If you find yourself using $lookup on every single read operation for a hot endpoint, that is a signal that embedding (or the extended reference pattern) would be more appropriate. $lookup is suited for batch reporting, ad-hoc analytics, and infrequent joins — not high-frequency OLTP reads.

06

Mixed Strategies

Combining embedding and referencing in the same schema

mixed

Real schemas almost never use pure embedding or pure referencing. The most effective designs combine both, applying each where it fits best.

Strategy: Embed Summary, Reference Full

// Order: embed product summary, reference full product doc
{
  _id: ObjectId("order1"),
  lineItems: [
    {
      productId: ObjectId("p1"),       // reference to products collection
      // Embedded snapshot at purchase time (extended reference):
      name: "Wireless Headphones",
      sku:  "WH-2024",
      price: 79.99,                    // price locked at purchase time
      qty:  2
    }
  ],
  total: 159.98
}
// Render order receipt: single document read → complete
// Product price changes in products collection won't alter historical order

Strategy: Parent Reference + Child-Side Array of IDs

// Many-to-many: Students enrolled in Courses

// students collection — array of enrolled course IDs (bounded ≤ ~20 courses)
{ _id: ObjectId("s1"), name: "Alice", enrolledCourses: [ObjectId("c1"), ObjectId("c2")] }

// courses collection — no student array (would be unbounded)
{ _id: ObjectId("c1"), title: "MongoDB Fundamentals", instructor: "Dr. Smith" }

// Find Alice's courses:
db.courses.find({ _id: { $in: student.enrolledCourses } })

// Find all students in a course:
db.students.find({ enrolledCourses: ObjectId("c1") })
// Index enrolledCourses for this query:
db.students.createIndex({ enrolledCourses: 1 })

07

Decision Tree

Step-by-step guide to choosing embed vs reference

reference

// Ask these questions in order:

// Q1: Is the related data ALWAYS read with the parent?
//   YES → lean toward embedding
//   NO  → lean toward referencing

// Q2: Can the child array grow WITHOUT BOUND?
//   YES → must reference (or use subset/bucket)
//   NO  → embedding is safe

// Q3: Is the child data SHARED across many parents?
//   YES → reference (one source of truth)
//   NO  → embedding fine (data belongs to one parent)
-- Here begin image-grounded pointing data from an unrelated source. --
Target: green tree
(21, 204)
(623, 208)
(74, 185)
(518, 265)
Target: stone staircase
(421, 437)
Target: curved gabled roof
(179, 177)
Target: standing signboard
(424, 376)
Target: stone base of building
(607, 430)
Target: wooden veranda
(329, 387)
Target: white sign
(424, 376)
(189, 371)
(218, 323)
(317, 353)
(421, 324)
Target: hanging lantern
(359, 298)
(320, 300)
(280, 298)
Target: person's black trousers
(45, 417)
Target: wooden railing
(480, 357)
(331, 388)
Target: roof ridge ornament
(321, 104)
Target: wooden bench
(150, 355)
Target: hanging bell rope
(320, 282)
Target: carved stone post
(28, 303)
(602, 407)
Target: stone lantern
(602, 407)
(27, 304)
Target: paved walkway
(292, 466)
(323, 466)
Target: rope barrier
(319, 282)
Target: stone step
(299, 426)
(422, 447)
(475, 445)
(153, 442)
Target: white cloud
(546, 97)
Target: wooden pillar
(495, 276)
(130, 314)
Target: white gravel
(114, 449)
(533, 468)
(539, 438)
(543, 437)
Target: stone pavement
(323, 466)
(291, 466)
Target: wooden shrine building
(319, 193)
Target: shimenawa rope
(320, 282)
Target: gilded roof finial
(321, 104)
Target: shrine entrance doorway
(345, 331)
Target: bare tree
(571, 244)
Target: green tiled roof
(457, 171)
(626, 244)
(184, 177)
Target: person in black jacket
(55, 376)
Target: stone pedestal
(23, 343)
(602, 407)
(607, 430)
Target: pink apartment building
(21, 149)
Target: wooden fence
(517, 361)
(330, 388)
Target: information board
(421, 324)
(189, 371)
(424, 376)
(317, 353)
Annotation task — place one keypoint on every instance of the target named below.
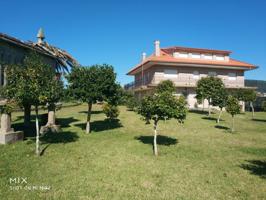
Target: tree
(233, 108)
(92, 84)
(263, 106)
(161, 106)
(28, 84)
(220, 100)
(54, 92)
(208, 88)
(166, 86)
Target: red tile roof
(171, 50)
(166, 57)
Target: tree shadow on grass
(61, 137)
(199, 111)
(259, 120)
(55, 138)
(92, 112)
(161, 140)
(65, 122)
(101, 125)
(256, 167)
(222, 127)
(211, 118)
(30, 131)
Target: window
(212, 74)
(183, 54)
(232, 76)
(170, 73)
(220, 57)
(196, 75)
(195, 55)
(176, 54)
(208, 56)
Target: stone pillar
(6, 123)
(51, 118)
(5, 80)
(7, 134)
(0, 75)
(50, 126)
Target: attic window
(220, 57)
(183, 54)
(196, 75)
(195, 55)
(232, 76)
(176, 54)
(212, 74)
(208, 56)
(170, 73)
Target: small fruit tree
(160, 106)
(233, 108)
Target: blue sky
(117, 31)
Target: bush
(264, 106)
(132, 103)
(110, 111)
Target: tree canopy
(162, 105)
(166, 86)
(92, 84)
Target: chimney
(40, 36)
(143, 56)
(157, 47)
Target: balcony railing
(180, 81)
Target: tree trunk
(233, 124)
(51, 115)
(252, 108)
(88, 129)
(155, 150)
(219, 117)
(209, 108)
(37, 131)
(203, 105)
(27, 113)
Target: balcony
(179, 82)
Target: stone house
(13, 51)
(185, 66)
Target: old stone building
(13, 51)
(185, 66)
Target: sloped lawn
(197, 160)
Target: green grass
(197, 160)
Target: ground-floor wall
(188, 93)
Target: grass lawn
(198, 160)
// Q4: Do parent + child need ATOMIC updates together?
//   YES → strongly prefer embedding (free atomicity)
//   NO  → either works

// Q5: Is child data ever queried INDEPENDENTLY?
//   YES → reference (needs own collection + indexes)
//   NO  → embedding appropriate

Summary Lookup Table

Scenario	Strategy
User + 1-5 addresses	Embed
Order + line items (bounded)	Embed
User + 10M followers	Reference (separate follows collection)
Post + 1000s of comments	Reference — child-side postId
Order + customer (display only)	Mixed — embed name/email snapshot
Post + last-5 comments preview	Mixed — subset pattern
Student ↔ Course (many:many)	Reference — array of IDs in student
User + settings/preferences	Embed (or merge into user doc)